This story explored why Australia is not perceived to be in the same league as the United States in the new economy stakes – notwithstanding our credible economic performance and growth record, and the gloss coming off high tech investments in the USA over recent months.

David Forman's message was that the measure of a new economy is not just how many dotcom companies are being created. It is about the degree to which the new possibilities being opened up by IT and internet businesses are being adopted in the wider business community.

Forman quoted an anecdote recounted by Scott McNealy, Chairman and CEO of Sun Microsystems about the dynamism and productive new businesses spawned by his swapping of business ideas and insights with Jack Welsh, Chairman and Chief Executive of General Electric, whose corporate leadership is legendary.

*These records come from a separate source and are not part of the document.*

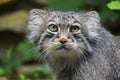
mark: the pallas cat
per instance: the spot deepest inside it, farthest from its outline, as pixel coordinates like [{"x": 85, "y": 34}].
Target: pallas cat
[{"x": 75, "y": 45}]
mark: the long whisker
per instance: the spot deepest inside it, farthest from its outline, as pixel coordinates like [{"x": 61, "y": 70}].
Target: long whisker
[{"x": 31, "y": 51}]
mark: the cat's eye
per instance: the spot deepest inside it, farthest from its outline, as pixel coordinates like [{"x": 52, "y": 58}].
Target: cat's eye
[
  {"x": 74, "y": 28},
  {"x": 53, "y": 28}
]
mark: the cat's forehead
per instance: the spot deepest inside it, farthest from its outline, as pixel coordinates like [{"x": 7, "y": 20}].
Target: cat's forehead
[{"x": 60, "y": 17}]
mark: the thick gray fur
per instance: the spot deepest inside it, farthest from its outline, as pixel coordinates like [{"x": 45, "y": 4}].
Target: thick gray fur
[{"x": 101, "y": 60}]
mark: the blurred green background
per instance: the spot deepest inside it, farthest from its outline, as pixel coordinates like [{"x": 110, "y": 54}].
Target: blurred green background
[{"x": 18, "y": 58}]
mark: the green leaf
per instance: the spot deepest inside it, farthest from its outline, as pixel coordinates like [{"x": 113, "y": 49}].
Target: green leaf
[{"x": 114, "y": 5}]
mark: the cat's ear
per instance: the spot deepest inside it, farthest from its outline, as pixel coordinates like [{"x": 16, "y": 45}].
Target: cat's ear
[
  {"x": 35, "y": 20},
  {"x": 92, "y": 21}
]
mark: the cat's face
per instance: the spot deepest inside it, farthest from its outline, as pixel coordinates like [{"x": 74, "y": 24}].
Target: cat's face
[{"x": 62, "y": 34}]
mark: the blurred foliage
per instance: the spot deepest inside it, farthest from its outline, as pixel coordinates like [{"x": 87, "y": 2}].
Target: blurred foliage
[
  {"x": 25, "y": 53},
  {"x": 114, "y": 5}
]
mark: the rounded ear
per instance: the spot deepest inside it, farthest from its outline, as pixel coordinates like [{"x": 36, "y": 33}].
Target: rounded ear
[
  {"x": 91, "y": 20},
  {"x": 35, "y": 20}
]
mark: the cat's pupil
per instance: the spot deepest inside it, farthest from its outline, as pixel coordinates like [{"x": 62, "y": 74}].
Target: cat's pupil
[
  {"x": 53, "y": 28},
  {"x": 74, "y": 29}
]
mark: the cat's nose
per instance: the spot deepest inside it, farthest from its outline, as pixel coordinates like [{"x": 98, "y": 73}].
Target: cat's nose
[{"x": 63, "y": 40}]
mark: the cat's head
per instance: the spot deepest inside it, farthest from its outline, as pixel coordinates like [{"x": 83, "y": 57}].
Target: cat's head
[{"x": 63, "y": 34}]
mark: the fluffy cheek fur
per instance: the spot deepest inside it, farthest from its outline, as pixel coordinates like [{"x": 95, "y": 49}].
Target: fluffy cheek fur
[{"x": 74, "y": 52}]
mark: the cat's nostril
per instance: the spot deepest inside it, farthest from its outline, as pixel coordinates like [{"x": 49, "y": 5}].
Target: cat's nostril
[{"x": 63, "y": 40}]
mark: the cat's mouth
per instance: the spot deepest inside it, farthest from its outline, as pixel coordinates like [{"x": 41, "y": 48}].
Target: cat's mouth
[{"x": 62, "y": 47}]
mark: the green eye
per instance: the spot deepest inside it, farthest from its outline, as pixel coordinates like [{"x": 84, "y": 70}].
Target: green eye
[
  {"x": 74, "y": 28},
  {"x": 53, "y": 28}
]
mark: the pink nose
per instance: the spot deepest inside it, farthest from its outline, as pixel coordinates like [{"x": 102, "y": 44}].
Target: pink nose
[{"x": 63, "y": 40}]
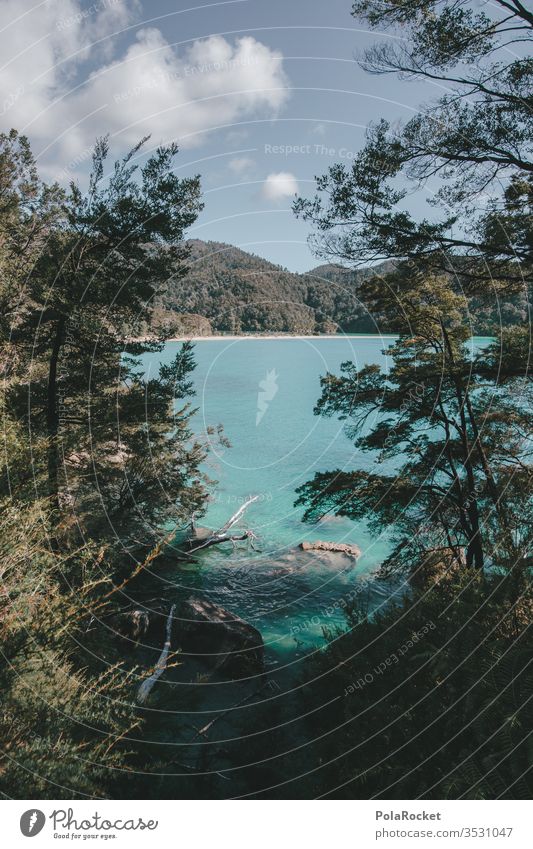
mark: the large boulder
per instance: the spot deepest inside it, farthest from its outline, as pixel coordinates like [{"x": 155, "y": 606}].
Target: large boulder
[
  {"x": 201, "y": 630},
  {"x": 219, "y": 638}
]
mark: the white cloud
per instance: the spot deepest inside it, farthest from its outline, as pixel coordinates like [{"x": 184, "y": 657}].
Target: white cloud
[
  {"x": 280, "y": 185},
  {"x": 241, "y": 164},
  {"x": 64, "y": 88}
]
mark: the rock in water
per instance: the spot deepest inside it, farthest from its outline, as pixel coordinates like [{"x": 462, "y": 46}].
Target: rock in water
[
  {"x": 338, "y": 547},
  {"x": 219, "y": 637}
]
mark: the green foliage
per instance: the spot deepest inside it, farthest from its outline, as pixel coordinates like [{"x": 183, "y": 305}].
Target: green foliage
[
  {"x": 430, "y": 698},
  {"x": 67, "y": 700},
  {"x": 98, "y": 458}
]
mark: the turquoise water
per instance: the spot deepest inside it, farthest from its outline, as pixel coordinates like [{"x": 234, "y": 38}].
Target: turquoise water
[{"x": 263, "y": 391}]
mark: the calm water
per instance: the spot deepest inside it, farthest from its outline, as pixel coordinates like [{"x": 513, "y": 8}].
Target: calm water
[{"x": 263, "y": 392}]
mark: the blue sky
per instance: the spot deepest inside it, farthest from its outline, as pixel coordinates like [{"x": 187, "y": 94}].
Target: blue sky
[{"x": 261, "y": 96}]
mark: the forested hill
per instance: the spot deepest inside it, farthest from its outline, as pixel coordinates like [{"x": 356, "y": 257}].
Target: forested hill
[
  {"x": 241, "y": 292},
  {"x": 238, "y": 292}
]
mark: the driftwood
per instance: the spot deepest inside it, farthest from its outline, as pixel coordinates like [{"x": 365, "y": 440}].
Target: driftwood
[
  {"x": 204, "y": 538},
  {"x": 146, "y": 686},
  {"x": 339, "y": 547}
]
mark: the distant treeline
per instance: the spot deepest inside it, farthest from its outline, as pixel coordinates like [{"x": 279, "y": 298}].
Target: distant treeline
[{"x": 239, "y": 292}]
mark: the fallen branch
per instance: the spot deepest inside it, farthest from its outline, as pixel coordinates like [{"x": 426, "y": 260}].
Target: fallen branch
[
  {"x": 196, "y": 542},
  {"x": 146, "y": 686}
]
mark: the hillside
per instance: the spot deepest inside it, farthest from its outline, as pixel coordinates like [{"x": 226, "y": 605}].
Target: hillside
[
  {"x": 228, "y": 290},
  {"x": 241, "y": 292}
]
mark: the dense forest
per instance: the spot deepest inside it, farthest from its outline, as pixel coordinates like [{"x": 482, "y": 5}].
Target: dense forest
[
  {"x": 102, "y": 471},
  {"x": 239, "y": 292}
]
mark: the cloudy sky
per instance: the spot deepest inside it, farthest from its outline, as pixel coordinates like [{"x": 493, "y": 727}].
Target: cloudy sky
[{"x": 261, "y": 95}]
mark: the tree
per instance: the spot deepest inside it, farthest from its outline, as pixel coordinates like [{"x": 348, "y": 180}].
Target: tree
[
  {"x": 455, "y": 452},
  {"x": 465, "y": 438},
  {"x": 477, "y": 139},
  {"x": 108, "y": 448}
]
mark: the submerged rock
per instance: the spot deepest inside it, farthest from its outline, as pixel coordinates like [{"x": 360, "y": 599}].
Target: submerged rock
[
  {"x": 336, "y": 547},
  {"x": 218, "y": 637},
  {"x": 203, "y": 631}
]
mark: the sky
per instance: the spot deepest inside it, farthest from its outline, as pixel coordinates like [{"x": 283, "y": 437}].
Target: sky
[{"x": 260, "y": 95}]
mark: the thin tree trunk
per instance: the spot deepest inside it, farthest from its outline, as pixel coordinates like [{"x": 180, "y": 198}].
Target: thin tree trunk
[{"x": 52, "y": 416}]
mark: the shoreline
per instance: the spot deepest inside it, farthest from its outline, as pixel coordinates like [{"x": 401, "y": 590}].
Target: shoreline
[{"x": 265, "y": 336}]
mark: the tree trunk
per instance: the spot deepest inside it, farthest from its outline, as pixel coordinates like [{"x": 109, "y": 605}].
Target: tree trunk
[{"x": 52, "y": 416}]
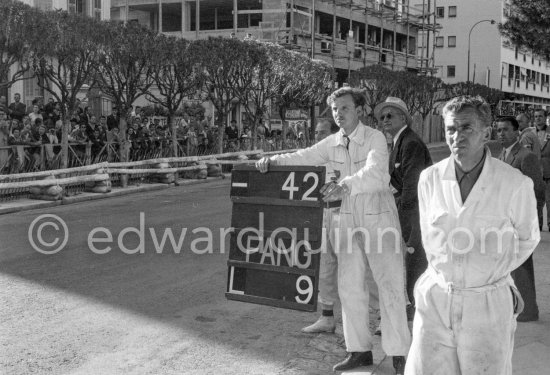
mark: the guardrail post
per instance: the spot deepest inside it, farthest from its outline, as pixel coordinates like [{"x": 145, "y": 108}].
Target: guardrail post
[
  {"x": 51, "y": 192},
  {"x": 164, "y": 178},
  {"x": 98, "y": 186}
]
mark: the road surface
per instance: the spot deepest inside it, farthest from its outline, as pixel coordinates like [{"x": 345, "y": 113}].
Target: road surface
[{"x": 105, "y": 307}]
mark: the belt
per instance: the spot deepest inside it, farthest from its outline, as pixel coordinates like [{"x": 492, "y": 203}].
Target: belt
[
  {"x": 450, "y": 288},
  {"x": 333, "y": 204}
]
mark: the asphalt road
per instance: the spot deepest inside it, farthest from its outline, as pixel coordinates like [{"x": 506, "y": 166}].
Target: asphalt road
[{"x": 119, "y": 310}]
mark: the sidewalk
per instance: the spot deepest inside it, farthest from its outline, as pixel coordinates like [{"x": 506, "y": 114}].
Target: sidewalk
[
  {"x": 532, "y": 340},
  {"x": 33, "y": 204}
]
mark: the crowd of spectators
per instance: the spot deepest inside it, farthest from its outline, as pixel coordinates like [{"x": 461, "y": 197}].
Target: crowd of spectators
[{"x": 39, "y": 130}]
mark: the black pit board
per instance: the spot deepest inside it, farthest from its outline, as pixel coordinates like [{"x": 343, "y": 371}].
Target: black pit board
[{"x": 283, "y": 205}]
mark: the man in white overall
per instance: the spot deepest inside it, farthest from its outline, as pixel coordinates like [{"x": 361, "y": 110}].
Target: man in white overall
[
  {"x": 328, "y": 270},
  {"x": 368, "y": 212},
  {"x": 478, "y": 218}
]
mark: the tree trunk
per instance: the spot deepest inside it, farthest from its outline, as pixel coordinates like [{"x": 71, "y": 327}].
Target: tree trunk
[
  {"x": 124, "y": 143},
  {"x": 172, "y": 123},
  {"x": 221, "y": 131},
  {"x": 282, "y": 112},
  {"x": 312, "y": 123},
  {"x": 65, "y": 141}
]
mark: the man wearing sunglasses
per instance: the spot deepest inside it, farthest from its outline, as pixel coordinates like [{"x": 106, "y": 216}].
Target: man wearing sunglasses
[
  {"x": 368, "y": 215},
  {"x": 408, "y": 158},
  {"x": 479, "y": 222}
]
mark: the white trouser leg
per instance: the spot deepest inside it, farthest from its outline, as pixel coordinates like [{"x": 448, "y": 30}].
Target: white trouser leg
[
  {"x": 328, "y": 271},
  {"x": 353, "y": 289},
  {"x": 471, "y": 333},
  {"x": 385, "y": 258}
]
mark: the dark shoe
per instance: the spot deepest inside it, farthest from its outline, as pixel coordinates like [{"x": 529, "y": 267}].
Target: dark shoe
[
  {"x": 399, "y": 365},
  {"x": 410, "y": 312},
  {"x": 527, "y": 318},
  {"x": 354, "y": 360}
]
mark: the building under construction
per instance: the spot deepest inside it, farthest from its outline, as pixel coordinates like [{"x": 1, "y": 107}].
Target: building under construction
[{"x": 348, "y": 34}]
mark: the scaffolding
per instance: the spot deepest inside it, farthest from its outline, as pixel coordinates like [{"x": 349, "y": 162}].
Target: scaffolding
[{"x": 398, "y": 12}]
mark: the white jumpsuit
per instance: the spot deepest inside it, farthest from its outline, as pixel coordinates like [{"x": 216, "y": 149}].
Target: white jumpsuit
[
  {"x": 369, "y": 208},
  {"x": 465, "y": 318}
]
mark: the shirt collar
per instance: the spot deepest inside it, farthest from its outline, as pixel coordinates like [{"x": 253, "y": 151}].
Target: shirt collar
[
  {"x": 448, "y": 167},
  {"x": 355, "y": 136},
  {"x": 508, "y": 149},
  {"x": 396, "y": 137},
  {"x": 527, "y": 130},
  {"x": 475, "y": 171}
]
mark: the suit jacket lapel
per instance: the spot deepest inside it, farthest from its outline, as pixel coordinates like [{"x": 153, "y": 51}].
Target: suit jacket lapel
[
  {"x": 396, "y": 149},
  {"x": 513, "y": 152}
]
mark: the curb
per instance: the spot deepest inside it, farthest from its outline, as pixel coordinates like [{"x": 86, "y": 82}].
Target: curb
[{"x": 34, "y": 204}]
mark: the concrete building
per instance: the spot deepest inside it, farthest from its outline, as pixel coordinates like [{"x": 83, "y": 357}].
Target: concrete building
[
  {"x": 28, "y": 88},
  {"x": 469, "y": 42},
  {"x": 348, "y": 34}
]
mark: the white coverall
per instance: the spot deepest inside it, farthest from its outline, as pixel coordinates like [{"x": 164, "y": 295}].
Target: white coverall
[
  {"x": 465, "y": 318},
  {"x": 368, "y": 207},
  {"x": 328, "y": 270}
]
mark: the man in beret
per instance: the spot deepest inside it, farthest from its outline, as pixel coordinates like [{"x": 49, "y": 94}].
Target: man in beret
[{"x": 409, "y": 157}]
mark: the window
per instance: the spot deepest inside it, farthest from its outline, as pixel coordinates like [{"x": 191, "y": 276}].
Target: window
[
  {"x": 451, "y": 41},
  {"x": 450, "y": 71},
  {"x": 452, "y": 11},
  {"x": 75, "y": 6},
  {"x": 97, "y": 9}
]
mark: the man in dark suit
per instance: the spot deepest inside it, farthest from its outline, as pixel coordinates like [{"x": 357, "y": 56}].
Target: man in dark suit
[
  {"x": 521, "y": 158},
  {"x": 17, "y": 109},
  {"x": 408, "y": 158},
  {"x": 543, "y": 133}
]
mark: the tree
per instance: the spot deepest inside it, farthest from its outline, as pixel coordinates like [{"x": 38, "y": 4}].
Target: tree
[
  {"x": 527, "y": 25},
  {"x": 306, "y": 82},
  {"x": 227, "y": 67},
  {"x": 427, "y": 91},
  {"x": 492, "y": 96},
  {"x": 68, "y": 61},
  {"x": 176, "y": 77},
  {"x": 267, "y": 81},
  {"x": 378, "y": 82},
  {"x": 22, "y": 30},
  {"x": 126, "y": 67}
]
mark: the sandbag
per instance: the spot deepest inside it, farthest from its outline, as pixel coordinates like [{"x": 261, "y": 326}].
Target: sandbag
[
  {"x": 214, "y": 170},
  {"x": 53, "y": 190}
]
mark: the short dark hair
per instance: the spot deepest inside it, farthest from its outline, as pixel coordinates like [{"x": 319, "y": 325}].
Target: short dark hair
[
  {"x": 357, "y": 95},
  {"x": 476, "y": 103},
  {"x": 511, "y": 119},
  {"x": 540, "y": 110},
  {"x": 333, "y": 127}
]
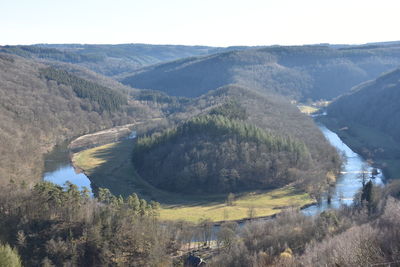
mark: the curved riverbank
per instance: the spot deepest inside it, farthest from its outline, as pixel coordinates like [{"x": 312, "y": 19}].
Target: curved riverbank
[{"x": 347, "y": 185}]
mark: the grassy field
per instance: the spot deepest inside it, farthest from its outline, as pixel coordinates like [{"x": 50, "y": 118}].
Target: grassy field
[{"x": 110, "y": 166}]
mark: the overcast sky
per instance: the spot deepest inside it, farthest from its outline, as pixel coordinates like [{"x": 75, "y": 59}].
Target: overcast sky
[{"x": 199, "y": 22}]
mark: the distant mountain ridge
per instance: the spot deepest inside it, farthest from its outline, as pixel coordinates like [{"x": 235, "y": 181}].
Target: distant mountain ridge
[
  {"x": 111, "y": 60},
  {"x": 299, "y": 72}
]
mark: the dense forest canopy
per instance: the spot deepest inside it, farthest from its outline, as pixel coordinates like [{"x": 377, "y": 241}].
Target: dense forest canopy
[
  {"x": 369, "y": 117},
  {"x": 299, "y": 72},
  {"x": 36, "y": 113},
  {"x": 216, "y": 154},
  {"x": 107, "y": 99},
  {"x": 111, "y": 60}
]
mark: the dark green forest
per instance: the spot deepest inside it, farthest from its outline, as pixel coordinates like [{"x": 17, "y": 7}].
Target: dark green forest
[
  {"x": 370, "y": 118},
  {"x": 299, "y": 72},
  {"x": 217, "y": 154},
  {"x": 110, "y": 60},
  {"x": 210, "y": 137},
  {"x": 36, "y": 113},
  {"x": 107, "y": 99}
]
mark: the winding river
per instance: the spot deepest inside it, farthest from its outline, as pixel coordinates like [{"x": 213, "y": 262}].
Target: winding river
[{"x": 59, "y": 170}]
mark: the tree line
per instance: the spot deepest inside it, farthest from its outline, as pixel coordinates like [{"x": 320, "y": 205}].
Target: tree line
[{"x": 218, "y": 154}]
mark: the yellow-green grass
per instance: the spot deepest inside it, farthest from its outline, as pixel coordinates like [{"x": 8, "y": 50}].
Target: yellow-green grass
[
  {"x": 262, "y": 204},
  {"x": 307, "y": 109},
  {"x": 110, "y": 166}
]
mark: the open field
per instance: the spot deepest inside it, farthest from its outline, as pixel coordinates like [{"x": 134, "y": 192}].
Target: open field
[{"x": 110, "y": 166}]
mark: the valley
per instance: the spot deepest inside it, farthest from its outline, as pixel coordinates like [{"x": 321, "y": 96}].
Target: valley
[{"x": 197, "y": 147}]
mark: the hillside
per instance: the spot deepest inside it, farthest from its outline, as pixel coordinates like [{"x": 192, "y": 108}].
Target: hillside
[
  {"x": 41, "y": 106},
  {"x": 369, "y": 119},
  {"x": 299, "y": 72},
  {"x": 111, "y": 60},
  {"x": 257, "y": 143}
]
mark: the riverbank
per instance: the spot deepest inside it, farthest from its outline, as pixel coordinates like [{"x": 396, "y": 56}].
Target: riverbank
[
  {"x": 110, "y": 166},
  {"x": 107, "y": 136},
  {"x": 370, "y": 144}
]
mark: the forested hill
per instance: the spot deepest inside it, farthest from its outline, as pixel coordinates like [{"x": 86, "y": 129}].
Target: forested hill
[
  {"x": 369, "y": 117},
  {"x": 300, "y": 72},
  {"x": 240, "y": 141},
  {"x": 41, "y": 106},
  {"x": 111, "y": 60}
]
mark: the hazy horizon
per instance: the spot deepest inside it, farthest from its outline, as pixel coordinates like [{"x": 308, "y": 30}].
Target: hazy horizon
[{"x": 190, "y": 22}]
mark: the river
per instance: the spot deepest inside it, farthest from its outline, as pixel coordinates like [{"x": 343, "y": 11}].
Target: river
[{"x": 59, "y": 170}]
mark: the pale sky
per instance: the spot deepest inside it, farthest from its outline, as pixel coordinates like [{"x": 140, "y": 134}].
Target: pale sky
[{"x": 199, "y": 22}]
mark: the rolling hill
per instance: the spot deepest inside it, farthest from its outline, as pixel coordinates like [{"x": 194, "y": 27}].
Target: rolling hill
[
  {"x": 236, "y": 139},
  {"x": 299, "y": 72},
  {"x": 41, "y": 105},
  {"x": 369, "y": 119},
  {"x": 111, "y": 60}
]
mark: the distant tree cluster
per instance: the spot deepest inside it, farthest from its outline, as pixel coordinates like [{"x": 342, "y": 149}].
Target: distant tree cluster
[
  {"x": 50, "y": 53},
  {"x": 215, "y": 154},
  {"x": 231, "y": 110},
  {"x": 108, "y": 99},
  {"x": 350, "y": 236}
]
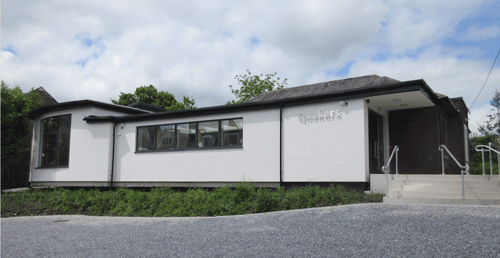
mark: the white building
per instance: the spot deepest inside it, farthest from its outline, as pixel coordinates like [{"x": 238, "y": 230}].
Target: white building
[{"x": 334, "y": 132}]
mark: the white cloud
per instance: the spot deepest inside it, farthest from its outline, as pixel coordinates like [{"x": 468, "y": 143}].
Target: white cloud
[
  {"x": 195, "y": 48},
  {"x": 476, "y": 33}
]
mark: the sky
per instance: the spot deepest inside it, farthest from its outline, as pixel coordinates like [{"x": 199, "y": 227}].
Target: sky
[{"x": 97, "y": 49}]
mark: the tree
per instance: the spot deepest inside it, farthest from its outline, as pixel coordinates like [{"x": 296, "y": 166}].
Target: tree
[
  {"x": 15, "y": 123},
  {"x": 253, "y": 85},
  {"x": 149, "y": 94},
  {"x": 492, "y": 126}
]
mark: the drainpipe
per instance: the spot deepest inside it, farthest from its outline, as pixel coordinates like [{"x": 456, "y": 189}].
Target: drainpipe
[
  {"x": 113, "y": 155},
  {"x": 281, "y": 144}
]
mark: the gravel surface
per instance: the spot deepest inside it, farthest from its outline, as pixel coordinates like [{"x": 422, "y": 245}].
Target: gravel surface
[{"x": 365, "y": 230}]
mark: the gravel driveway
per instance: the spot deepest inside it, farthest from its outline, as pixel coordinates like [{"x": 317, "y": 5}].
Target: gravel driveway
[{"x": 365, "y": 230}]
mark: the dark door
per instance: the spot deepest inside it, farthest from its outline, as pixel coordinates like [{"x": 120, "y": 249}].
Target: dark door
[{"x": 376, "y": 147}]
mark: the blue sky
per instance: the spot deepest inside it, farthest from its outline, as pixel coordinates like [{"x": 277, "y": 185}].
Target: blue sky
[{"x": 97, "y": 49}]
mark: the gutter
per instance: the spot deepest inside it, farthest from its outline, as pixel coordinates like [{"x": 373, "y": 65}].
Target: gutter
[
  {"x": 113, "y": 156},
  {"x": 281, "y": 144}
]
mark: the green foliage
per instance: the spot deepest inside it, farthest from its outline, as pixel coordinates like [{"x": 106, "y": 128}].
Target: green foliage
[
  {"x": 15, "y": 108},
  {"x": 492, "y": 125},
  {"x": 151, "y": 95},
  {"x": 166, "y": 202},
  {"x": 253, "y": 85},
  {"x": 476, "y": 164}
]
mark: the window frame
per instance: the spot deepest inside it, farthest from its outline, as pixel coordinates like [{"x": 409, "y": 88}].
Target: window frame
[
  {"x": 176, "y": 149},
  {"x": 57, "y": 148}
]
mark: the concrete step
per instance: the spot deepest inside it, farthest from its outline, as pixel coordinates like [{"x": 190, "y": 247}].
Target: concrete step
[
  {"x": 482, "y": 202},
  {"x": 398, "y": 183},
  {"x": 438, "y": 188},
  {"x": 445, "y": 195},
  {"x": 444, "y": 177}
]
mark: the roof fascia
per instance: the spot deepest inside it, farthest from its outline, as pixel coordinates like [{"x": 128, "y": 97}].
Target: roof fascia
[
  {"x": 407, "y": 86},
  {"x": 83, "y": 103}
]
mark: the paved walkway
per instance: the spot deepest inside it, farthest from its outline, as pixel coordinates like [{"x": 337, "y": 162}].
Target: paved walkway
[{"x": 366, "y": 230}]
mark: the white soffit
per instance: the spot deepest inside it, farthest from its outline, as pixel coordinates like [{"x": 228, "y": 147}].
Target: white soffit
[{"x": 399, "y": 101}]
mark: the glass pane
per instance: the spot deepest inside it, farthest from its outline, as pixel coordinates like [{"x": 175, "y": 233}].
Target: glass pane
[
  {"x": 186, "y": 136},
  {"x": 49, "y": 141},
  {"x": 232, "y": 132},
  {"x": 146, "y": 138},
  {"x": 64, "y": 136},
  {"x": 166, "y": 137},
  {"x": 208, "y": 134}
]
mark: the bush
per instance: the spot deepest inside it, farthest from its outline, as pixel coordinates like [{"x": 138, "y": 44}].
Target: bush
[{"x": 245, "y": 198}]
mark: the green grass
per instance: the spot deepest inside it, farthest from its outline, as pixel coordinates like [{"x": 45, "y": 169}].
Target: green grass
[{"x": 167, "y": 202}]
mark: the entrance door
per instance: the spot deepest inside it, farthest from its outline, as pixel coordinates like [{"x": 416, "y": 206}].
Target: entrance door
[{"x": 375, "y": 128}]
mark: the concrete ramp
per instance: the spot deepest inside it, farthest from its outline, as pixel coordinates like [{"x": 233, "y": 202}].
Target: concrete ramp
[{"x": 443, "y": 189}]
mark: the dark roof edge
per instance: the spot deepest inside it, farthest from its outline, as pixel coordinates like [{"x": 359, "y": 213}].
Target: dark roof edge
[
  {"x": 83, "y": 103},
  {"x": 406, "y": 86}
]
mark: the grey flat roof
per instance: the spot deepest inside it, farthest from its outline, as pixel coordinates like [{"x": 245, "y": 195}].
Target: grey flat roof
[{"x": 326, "y": 87}]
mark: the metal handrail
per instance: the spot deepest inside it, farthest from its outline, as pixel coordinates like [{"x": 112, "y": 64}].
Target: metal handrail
[
  {"x": 386, "y": 171},
  {"x": 489, "y": 148},
  {"x": 464, "y": 169}
]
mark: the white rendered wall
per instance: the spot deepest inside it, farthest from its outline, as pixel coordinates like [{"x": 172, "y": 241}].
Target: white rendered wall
[
  {"x": 325, "y": 151},
  {"x": 90, "y": 149},
  {"x": 257, "y": 161}
]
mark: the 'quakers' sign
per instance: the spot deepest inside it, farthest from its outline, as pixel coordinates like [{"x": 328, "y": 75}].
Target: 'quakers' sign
[{"x": 320, "y": 116}]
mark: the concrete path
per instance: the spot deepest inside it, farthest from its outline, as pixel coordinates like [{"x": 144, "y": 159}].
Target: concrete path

McNealy, who is on the Board of GE, advised Welsh to wire all its light bulbs to GE light bulb factories through the internet. That way, McNealy said, the lights in remote buildings could tell the factory when they were about to blow, a light could be produced to replace them and be dispatched, along with a map to the location of the faulty product and an invoice. In one move, GE would have gone from a light products manufacturer to a lighting services company, and made it extremely difficult for rivals to steal its clients.

This is a classic case of knowledge diffusion, of person to person networking that crosses industrial sectors. It's the new knowledge economy at work.

It shows us that companies right across the economy must take advantage of fresh opportunities and new thinking and convert these to an international competitive advantage.

But, Australia has a major obstacle in doing this. We don't have the critical mass of people, ideas and money on our doorstep. We are out of the loop. There are no Scott McNealys in our neighbourhood with whom we can brainstorm and incubate new imaginative business endeavours that can be bankrolled and test marketed in short order.

So, here's where David Forman abandons conventional wisdom by suggesting that Australia should actually encourage our brain drain to places like Silicon Valley. He argues that the value of Silicon Valley lies less in its inventive information industries and products and more because it operates as a hothouse of the best start up companies and the entrepreneurs and financiers who create and sustain them.

Exporting Aussies into this environment would allow its entrepreneurial culture to rub off on them. Exposure to new ideas and opportunities; learning how to develop start-ups and to commercialise blue sky ideas; experimenting; meeting and networking with others. And potentially bringing all this back home and spreading the know-how and the contacts.

It's an engaging idea. In the new economy, maybe by exporting people temporarily, the brain drain can become the brain gain.